From Vitruvius Book VII, Chapter 13
1. I shall now speak of purple, which, above all other colours, has a delightful effect, not less from its rarity than from its excellence. It is procured from the marine shell which yields the scarlet dye, and possesses qualities not less extraordinary than those of any of the body whatever. It does not in all places where it is found possess the same quality of colour; but varies in that respect according to the sun’s course.
2. Thus, that which is obtained in Pontus and in Galatia, from the nearness of those countries to the north, is brown; in those between the south and the west, it is pale; that which is found in the equinoctial regions, east and west, is of a violet hue; lastly, that which comes from southern countries possesses a red quality: the red sort is also found in the island of Rhodes, and other places near the equator.
3. After the shells are gathered they are broken into small pieces with iron bars; from the blows of which, the purple dye oozes out like tears, and is drained into mortars and ground. It is called ostrum, because extracted from marine shells. Inasmuch as this colour, from its saltness, soon dries, it is prepared for use with honey.
At St. Peter’s Basilica
“The excavations revealed the remains of shrines of different periods at different levels, from Clement VIII (1594) to Callixtus II (1123) and Gregory I (590-604), built over an aedicula containing fragments of bones that were folded in a tissue with gold decorations, tinted with the precious murex purple. Although it could not be determined with certainty that the bones were those of Peter, the rare vestments suggested a burial of great importance.”

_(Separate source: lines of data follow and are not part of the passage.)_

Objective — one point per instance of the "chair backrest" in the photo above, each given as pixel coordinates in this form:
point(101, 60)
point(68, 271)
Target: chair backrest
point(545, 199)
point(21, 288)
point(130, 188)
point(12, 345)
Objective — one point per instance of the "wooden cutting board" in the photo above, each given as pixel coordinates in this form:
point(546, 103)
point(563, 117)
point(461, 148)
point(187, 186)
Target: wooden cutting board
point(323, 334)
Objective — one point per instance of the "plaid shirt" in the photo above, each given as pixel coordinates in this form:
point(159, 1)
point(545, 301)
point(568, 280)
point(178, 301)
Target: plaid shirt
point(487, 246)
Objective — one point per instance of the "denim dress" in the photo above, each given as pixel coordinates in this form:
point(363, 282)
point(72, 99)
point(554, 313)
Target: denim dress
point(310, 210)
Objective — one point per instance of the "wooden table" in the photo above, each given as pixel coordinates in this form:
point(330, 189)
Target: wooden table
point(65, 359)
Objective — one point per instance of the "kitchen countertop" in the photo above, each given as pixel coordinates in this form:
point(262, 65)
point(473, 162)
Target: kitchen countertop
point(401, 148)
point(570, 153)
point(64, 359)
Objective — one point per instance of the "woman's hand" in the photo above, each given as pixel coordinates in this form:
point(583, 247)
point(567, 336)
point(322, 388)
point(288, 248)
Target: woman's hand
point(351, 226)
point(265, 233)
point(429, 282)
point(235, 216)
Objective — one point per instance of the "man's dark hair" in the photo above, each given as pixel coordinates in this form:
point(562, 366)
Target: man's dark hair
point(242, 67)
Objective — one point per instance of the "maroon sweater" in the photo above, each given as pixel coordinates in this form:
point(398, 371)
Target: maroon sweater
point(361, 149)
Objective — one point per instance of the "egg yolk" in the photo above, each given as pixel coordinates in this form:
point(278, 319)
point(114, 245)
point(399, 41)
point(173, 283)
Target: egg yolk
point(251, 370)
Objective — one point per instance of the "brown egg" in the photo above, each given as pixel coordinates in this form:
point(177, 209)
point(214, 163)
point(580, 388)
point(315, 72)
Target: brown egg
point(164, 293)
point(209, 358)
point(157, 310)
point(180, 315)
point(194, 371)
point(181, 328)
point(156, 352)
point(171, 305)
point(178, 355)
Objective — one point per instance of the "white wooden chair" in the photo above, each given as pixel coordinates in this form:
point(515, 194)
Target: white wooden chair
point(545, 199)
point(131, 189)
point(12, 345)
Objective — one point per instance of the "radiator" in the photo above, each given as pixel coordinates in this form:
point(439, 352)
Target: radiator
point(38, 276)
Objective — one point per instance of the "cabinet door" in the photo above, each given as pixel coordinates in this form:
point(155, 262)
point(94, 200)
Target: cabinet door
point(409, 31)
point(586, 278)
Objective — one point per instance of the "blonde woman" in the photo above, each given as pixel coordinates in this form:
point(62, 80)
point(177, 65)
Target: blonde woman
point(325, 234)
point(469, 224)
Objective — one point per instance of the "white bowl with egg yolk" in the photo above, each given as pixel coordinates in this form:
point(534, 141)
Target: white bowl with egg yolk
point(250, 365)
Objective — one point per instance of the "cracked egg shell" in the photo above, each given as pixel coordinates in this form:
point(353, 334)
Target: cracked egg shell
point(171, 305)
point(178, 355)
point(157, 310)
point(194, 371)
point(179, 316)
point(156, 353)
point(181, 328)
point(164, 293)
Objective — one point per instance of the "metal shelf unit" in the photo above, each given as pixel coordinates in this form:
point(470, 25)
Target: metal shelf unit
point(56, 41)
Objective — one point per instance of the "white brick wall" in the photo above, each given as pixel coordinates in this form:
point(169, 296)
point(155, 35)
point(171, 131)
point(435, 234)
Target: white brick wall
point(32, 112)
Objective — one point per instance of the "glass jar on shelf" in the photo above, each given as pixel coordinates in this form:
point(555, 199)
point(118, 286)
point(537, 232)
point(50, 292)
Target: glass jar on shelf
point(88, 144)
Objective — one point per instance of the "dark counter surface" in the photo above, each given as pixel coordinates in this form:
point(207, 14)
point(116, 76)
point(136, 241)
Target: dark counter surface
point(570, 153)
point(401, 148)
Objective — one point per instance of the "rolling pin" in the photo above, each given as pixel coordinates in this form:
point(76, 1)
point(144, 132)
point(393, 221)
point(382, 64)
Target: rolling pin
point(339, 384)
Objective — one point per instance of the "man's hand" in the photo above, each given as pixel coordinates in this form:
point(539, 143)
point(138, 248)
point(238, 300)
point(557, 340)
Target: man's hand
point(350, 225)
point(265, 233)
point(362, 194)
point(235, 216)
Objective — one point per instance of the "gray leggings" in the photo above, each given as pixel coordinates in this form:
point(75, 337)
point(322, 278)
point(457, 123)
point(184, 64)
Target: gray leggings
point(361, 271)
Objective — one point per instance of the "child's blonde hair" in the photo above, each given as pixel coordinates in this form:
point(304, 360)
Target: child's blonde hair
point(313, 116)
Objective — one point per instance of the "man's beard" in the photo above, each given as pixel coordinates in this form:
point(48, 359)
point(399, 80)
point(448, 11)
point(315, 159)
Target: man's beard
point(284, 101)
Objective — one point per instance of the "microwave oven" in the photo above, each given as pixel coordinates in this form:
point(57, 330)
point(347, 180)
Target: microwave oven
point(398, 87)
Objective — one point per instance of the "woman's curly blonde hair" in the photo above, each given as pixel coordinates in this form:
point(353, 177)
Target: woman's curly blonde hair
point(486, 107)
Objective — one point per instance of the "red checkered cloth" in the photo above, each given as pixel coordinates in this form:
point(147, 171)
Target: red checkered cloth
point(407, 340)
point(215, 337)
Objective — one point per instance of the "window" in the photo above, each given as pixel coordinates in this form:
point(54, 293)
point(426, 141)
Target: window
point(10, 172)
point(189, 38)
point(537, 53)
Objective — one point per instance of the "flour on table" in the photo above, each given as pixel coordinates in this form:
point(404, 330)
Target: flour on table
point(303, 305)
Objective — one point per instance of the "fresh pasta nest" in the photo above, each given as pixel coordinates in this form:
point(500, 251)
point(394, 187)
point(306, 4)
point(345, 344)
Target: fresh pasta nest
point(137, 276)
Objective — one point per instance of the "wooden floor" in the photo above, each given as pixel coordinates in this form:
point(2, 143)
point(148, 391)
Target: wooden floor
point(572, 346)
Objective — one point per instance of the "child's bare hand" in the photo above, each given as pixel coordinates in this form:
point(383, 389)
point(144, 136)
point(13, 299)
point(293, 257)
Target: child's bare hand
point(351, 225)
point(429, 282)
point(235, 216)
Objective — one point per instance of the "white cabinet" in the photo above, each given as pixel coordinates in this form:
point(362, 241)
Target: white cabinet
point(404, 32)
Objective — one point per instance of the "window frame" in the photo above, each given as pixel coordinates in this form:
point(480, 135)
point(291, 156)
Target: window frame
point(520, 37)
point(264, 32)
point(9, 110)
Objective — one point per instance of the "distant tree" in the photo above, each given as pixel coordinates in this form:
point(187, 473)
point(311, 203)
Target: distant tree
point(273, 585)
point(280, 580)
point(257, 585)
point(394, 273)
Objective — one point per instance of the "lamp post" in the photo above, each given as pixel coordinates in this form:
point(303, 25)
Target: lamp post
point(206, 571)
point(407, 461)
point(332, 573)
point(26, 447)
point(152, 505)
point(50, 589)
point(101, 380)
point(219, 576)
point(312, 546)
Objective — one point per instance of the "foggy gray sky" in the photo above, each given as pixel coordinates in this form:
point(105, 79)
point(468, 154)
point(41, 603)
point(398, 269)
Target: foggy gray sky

Murex purple, also known as Tyrian purple
“Tyrian purple (Greek, πορφύρα, porphyra, Latin: purpura), also known as royal purple, imperial purple or imperial dye, is a purple-red natural dye, which is extracted from sea snails, and which was first produced by the ancient Phoenicians. This dye was greatly prized in antiquity because it did not fade, rather it became brighter and more intense with weathering and sunlight.”